The Carroll School is proposing a major expansion of its campus on Waltham Street to give the campus the capacity for five times the number of students it now serves.
The private school for students with dyslexia and other learning disabilities has an upper school serving grades 8 and 9 in Wayland, a middle school on Baker Bridge Road in Lincoln, and a lower school for grades 1–5 on Trapelo Road in Waltham.
The Wayland site now serves about 50 students but will be able to eventualy accommodate 250 students and 80 staff, according to documents filed with the Wayland Planning Department. The school’s total enrollment is 454 students in nine grades.
The Planning Board will hold a public hearing on the application on Wednesday, Oct. 15 at 8:10 p.m. Proposed site plans can be viewed at the Wayland Building Department.
The plan is not to operate the enlarged campus at its full 250-student capacity as soon as construction is completed. Instead, it will serve grades 7-9, with the added space giving flexibility for more enrollment or grade realignment as necessary, said Chris Renyi, assistant head of school for operations and strategy in Wayland.
“This is an early stage in long-term planning to look 10 to 15 years down the road [to see] where and how we can serve as many students as possible,” Renyi said, while also acknowledging that for middle school students, “we are at physical capacity at our locations right now.”
The school proposes to replace two of its smaller buildings (a 1,777-square-foot pool house and a 792-square-foot garage) with a two-story academic building on a footprint of approximately 27,056 square feet and 47,506 square feet in total. Due to the increase in traffic, a school zone with a 20mph speed limit would be created along a stretch of the road. The plan also calls for expanding parking to 118 spaces, new landscaping, stormwater infrastructure, and circulation upgrades.
All three Carroll campuses are located in residential zones. Under the state’s Dover amendment, municipalities must allow educational or religious uses of the properties. As required, the proposed expansion conforms to local zoning regulations on building bulk and height of structures, yard size, lot area, setbacks, open space, and parking and building coverage. The only zoning waiver they’re requesting is so they may provide three bicycle racks rather than the required 12.
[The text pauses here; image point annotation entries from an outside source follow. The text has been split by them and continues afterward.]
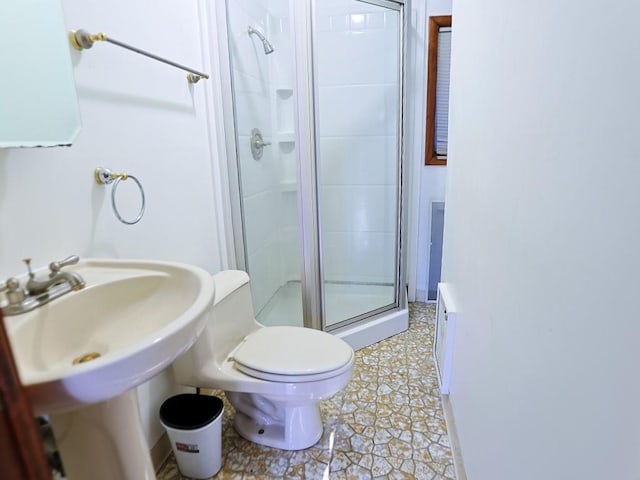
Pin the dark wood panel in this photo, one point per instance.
(21, 450)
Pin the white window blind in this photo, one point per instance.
(442, 91)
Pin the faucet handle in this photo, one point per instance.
(14, 293)
(28, 262)
(56, 266)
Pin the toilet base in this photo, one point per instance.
(301, 428)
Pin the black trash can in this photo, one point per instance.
(194, 425)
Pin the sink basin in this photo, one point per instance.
(131, 321)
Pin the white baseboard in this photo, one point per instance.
(373, 331)
(458, 463)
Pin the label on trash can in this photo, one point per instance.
(188, 447)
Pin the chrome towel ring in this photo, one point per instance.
(105, 176)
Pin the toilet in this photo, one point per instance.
(273, 376)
The Carroll School was founded in Newton in the 1960s and moved in 1971 to Baker Bridge Road in Lincoln. That property was formerly owned by the Storrow family, which gifted it to Massachusetts General Hospital for use as an extended care facility for convalescing patients, according to an account of the school’s history on its website. The Wayland site was purchased and approved in 2016 to accommodate athletic fields and some of its students.